The articulation was the truly unique feature with the Gama Goat. It was developed by engineer Roger Gamout, and the vehicle's name references his, with the “goat” being a nod to the vehicle's rugged functionality. The design was also partially amphibious to facilitate passing over rivers and streams. In humid jungle conditions, vehicles that could not handle deposits of water would have difficulty navigating.
Like other vehicles designed for off-road use, the Gama Goat is slow and the steering can be clunky, especially for a driver who is not familiar with the vehicle. These vehicles handle poorly on pavement and are not really suitable for use in settings where they will spend a lot of time on tarmacs or roads. The powerful engines are also very noisy. Operators in Vietnam had to wear hearing protection while driving, and the vehicles were not known for stealth.
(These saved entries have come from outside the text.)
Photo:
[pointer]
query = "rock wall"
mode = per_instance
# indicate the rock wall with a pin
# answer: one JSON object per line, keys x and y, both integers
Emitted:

Collectors with an interest in the Gama Goat can sometimes find listings for sale. Sale vehicles can vary in condition from meticulously maintained trucks to Gama Goats with substantial damage that may require extensive repairs. They can also be difficult to transport without a flatbed truck, unless the sale vehicle happens to be close to the collector's home or garage. As with other vehicle purchases, it is advisable to carefully inspect the vehicle and any maintenance records to assess the condition and determine how much work it will need to be safe and serviceable. Parts can be difficult to obtain unless collectors have access to a yard, and this is another consideration to think about before buying a Gama Goat.